Participation du peuple
Les travaux, bien que commencés rapidement, furent vraisemblablement ralentis par les luttes politiques qui marquèrent le destin de Padoue : en 1237, Ezzelino III da Romano prit possession de la ville au nom de l’empereur Frédéric II. Comme la régence n’était pas aussi tyrannique qu’elle l’était à la fin des années 1240, certains travaux furent au moins entamés. Ce sont probablement les frères eux-mêmes qui réalisèrent les projets et en assumèrent la direction : les sources attestent de la présence dans la communauté, en 1256, du frère Chiarello, qui travaillait comme sculpteur, et d’un frère laïc anonyme qui - selon le récit de la Chronica de Salimbene da Parma - travaillait comme ingénieur pour Ezzelino et était spécialisé dans la construction d’armes de siège, avant sa consécration.

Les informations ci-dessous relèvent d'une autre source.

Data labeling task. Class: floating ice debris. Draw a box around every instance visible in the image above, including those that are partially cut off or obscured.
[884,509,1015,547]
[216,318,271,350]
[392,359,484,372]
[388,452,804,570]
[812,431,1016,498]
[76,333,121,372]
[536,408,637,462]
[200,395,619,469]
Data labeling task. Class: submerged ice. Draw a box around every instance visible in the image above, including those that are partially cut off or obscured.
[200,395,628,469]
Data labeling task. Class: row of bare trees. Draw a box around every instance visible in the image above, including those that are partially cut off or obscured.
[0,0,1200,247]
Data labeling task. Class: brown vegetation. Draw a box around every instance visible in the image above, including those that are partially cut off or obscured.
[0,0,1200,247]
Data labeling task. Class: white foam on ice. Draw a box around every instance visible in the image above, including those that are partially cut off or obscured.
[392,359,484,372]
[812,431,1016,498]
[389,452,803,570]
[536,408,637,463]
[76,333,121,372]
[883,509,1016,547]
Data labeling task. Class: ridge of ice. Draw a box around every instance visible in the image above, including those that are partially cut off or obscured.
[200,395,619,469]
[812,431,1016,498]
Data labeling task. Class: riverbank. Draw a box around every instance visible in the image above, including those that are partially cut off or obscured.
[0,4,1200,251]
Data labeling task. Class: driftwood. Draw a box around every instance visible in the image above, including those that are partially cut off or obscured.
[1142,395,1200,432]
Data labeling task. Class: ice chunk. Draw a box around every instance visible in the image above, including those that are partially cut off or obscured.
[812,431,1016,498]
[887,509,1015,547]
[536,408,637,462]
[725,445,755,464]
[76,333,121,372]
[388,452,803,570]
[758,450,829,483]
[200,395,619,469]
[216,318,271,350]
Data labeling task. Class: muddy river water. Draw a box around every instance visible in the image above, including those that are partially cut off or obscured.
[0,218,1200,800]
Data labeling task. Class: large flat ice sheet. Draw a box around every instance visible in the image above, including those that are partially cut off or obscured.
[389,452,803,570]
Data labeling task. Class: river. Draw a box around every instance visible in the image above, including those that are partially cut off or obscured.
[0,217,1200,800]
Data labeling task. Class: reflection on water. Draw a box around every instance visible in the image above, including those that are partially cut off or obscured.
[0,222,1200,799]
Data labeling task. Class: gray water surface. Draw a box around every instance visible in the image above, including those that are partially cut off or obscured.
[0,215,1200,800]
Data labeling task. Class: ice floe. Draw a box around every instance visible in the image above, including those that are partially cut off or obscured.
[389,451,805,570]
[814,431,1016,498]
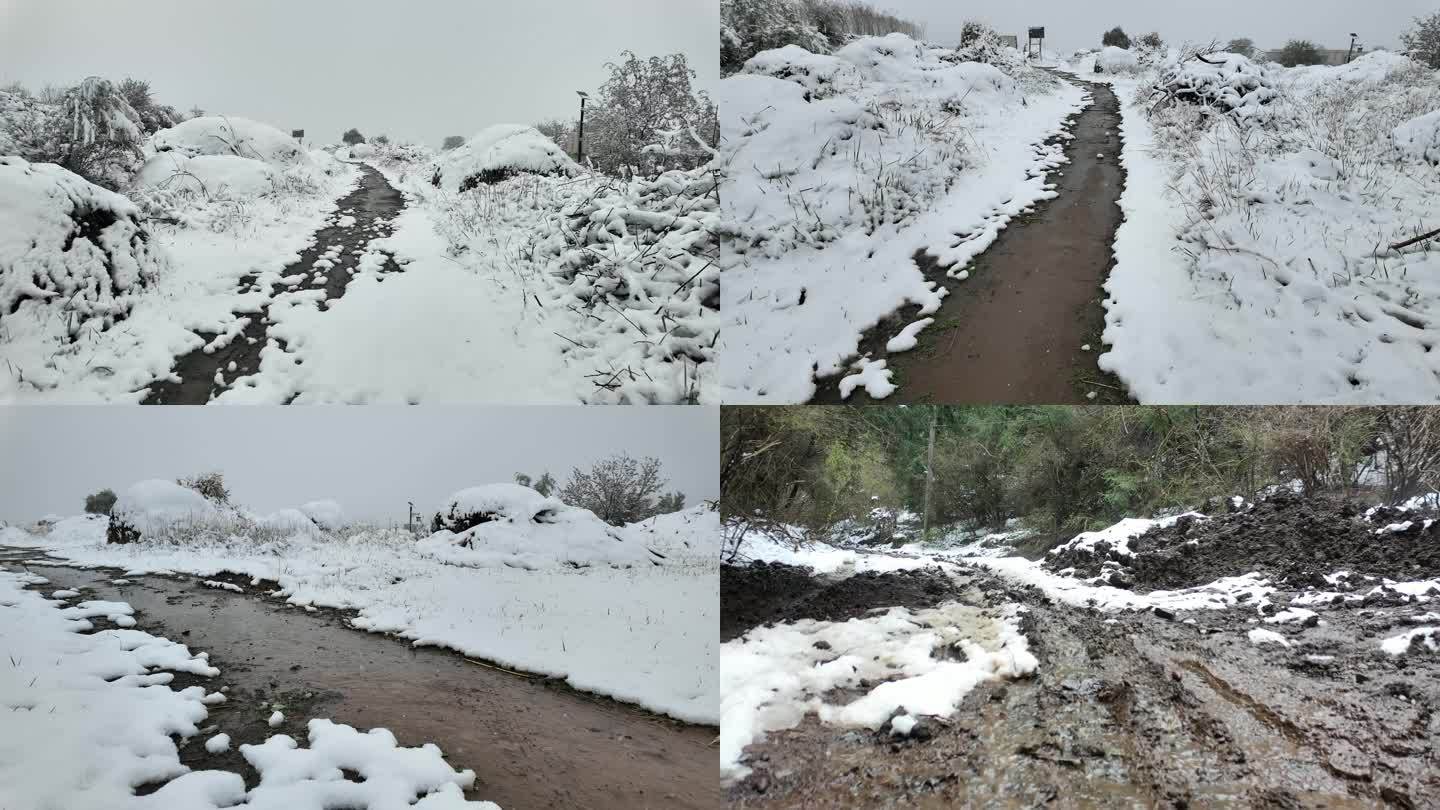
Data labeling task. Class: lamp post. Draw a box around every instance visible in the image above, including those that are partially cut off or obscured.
[575,89,590,163]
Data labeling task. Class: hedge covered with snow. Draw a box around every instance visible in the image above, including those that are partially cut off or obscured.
[426,124,582,192]
[0,157,167,339]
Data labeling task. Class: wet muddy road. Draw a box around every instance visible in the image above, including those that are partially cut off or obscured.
[726,562,1440,809]
[815,79,1125,404]
[9,552,717,810]
[143,164,405,405]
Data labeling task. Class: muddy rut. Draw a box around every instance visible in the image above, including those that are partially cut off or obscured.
[726,562,1440,809]
[143,164,405,405]
[16,552,717,809]
[816,75,1125,404]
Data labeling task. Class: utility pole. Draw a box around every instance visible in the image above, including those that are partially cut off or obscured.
[920,405,939,540]
[575,89,590,163]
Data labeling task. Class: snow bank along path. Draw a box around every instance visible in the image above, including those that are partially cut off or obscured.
[0,568,498,810]
[145,164,405,405]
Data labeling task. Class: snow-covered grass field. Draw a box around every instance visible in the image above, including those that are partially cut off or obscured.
[1064,52,1440,404]
[0,487,719,724]
[0,566,498,810]
[719,35,1086,404]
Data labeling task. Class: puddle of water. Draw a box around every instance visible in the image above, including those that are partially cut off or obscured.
[17,562,719,810]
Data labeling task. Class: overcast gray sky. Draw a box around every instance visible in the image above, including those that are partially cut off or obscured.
[0,0,720,146]
[881,0,1440,50]
[0,405,720,523]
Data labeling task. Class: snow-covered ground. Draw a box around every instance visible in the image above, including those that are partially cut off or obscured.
[1066,52,1440,404]
[0,566,498,810]
[0,481,720,724]
[717,35,1087,404]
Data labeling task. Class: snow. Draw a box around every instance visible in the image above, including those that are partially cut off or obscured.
[1246,627,1290,647]
[1380,627,1440,656]
[713,35,1086,404]
[4,493,720,724]
[0,568,498,810]
[145,115,312,166]
[415,484,662,569]
[1099,53,1440,405]
[720,602,1038,778]
[426,124,582,192]
[0,157,168,331]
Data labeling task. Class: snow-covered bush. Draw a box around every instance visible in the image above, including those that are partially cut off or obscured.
[1155,53,1279,123]
[426,124,582,192]
[416,484,664,568]
[145,115,311,166]
[0,157,167,339]
[1391,110,1440,166]
[1094,45,1140,74]
[538,165,720,404]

La défaite de l’armée d’Ezzelino (le 19 juin 1256) non seulement libéra la ville d’un lourd fardeau, mais accéléra également les travaux d’édification de l’église, ce qui conduisit à la célèbre reconnaissance et à la translation du corps du saint de l’église Santa Maria par saint Bonaventure (1263). Il s’agit d’un évènement très important, non seulement pour la communauté primitive des frères, mais aussi pour la ville de Padoue elle-même. La reconnaissance du corps permit de découvrir la langue encore intacte du saint, que Bonaventure loua avec des paroles émouvantes d’une grande valeur symbolique, tandis que, selon le Chronicon de potestatibus Paduae, de nombreux évêques déplacèrent le coffre en bois contenant le corps du Saint à l’intérieur de la nouvelle église, en présence de tous les habitants de Padoue. La recomposition de ses restes, tels qu’ils sont arrivés jusqu’à la récente reconnaissance de 1981, témoigne du soin avec lequel Bonaventure et les frères enveloppèrent les os, les cendres et la soutane d’Antoine dans une simple boîte de sapin blanc.
Des ouvriers à l’honneur
Après la parenthèse de la période du tyran Ezzelino, les testaments de l’époque, conservés jusqu’à nos jours dans les différentes archives, attestent de nombreuses donations d’argent et de biens immobiliers pour l’église, d’offrandes en suffrage des morts (en particulier des legs perpétuels), de ventes et de transferts de propriétés, de terres et de maisons. Les noms des ouvriers et des frères responsables ou impliqués dans les travaux de construction apparaissent également dans un document daté du 21 mai 1263 : « Egidio murario q. magistri Gracii qui stat in Mantua; Ubertino q. Lanfranchi ejusdem loci; Nicolao murario q. Zanis ejusdem loci; Peegardo q. Ugonis de Mantua qui laborant ad ecclesiam fratrum minorum a Sancto Antonio et aliis », c’est-à-dire quatre ouvriers venant de Mantoue (dont deux maîtres), alors que dans le testament de Donna Zagunza du 30 août 1264, on trouve le maître artisan Benedicto, originaire de Vérone et le maître Zambono de Côme. Parmi les frères, Giacomo da Pola, présent dans de nombreux documents de la fin du XIIIe siècle, se distingua en tant que « surintendant » des travaux : selon toute vraisemblance, il apporta des modifications substantielles et repensa le projet initial, pour aboutir à la varia et inmensa mutatio de l’édifice, qui fut achevé en 1310 par une seconde translation du tombeau. Il est évident que la ville de Padoue apporta également sa généreuse contribution pour finaliser la construction de l’église : en 1266, le gouvernement de la ville alloua 4 000 lires par an pour l’église du bienheureux père saint Antoine jusqu’à sa reconstruction complète, en flanquant le frère responsable de la construction de deux massarii qui surveillaient les travaux et qui enregistraient les frais dans un livre et les rapportaient au podestat et au conseil des anciens.